The British racer has dominated Formula One from Friday practice sessions to the chequered flag.
However the tables were turned on Saturday morning when Kimi Raikkonen and Juan Pablo Montoya were forced to chase down the impressively quick Fernando Alonso of Renault.
The Spaniard set a sizzling pace in the final practice session for the Belgian Grand Prix, the first of the weekend that hadn’t been declared officially wet.
At the end of the event’s fourth session, Alonso’s time of 1:46.307 proved too good for his opposition.
Raikkonen, despite mounting two challenges, (1:46.641) was forced to settle for second place, some three tenths down on the benchmark.
Montoya slipped to fourth position as Toyota’s Jarno Trulli went on a last-minute charge and recorded a time of 1:46.681 for P3.
Renault’s Giancarlo Fisichella, Toyota’s Ralf Schumacher, and the two BARs of Jenson Button and Takuma Sato rounded out a highly competitive top eight.
With the field’s attention now turning to qualifying, McLaren’s failure to track down Alonso came as somewhat of a surprise.
The team were heavy favourites – and remain so – for pole position and victory at Spa-Francorchamps, but Alonso’s pace will have ignited his confidence.

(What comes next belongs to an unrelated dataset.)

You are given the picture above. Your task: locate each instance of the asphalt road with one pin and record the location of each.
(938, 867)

Adding further incentive to the championship leader’s task is the fact he can secure his first world title should he score more than six points on Sunday.
It is a job that isn’t impossible with fears that the Finn is nursing an unhealthy Mercedes-Benz engine.
However if recent form is anything to go by, practice defeat is only a hiccup in the McLaren juggernaut’s march to Belgian success.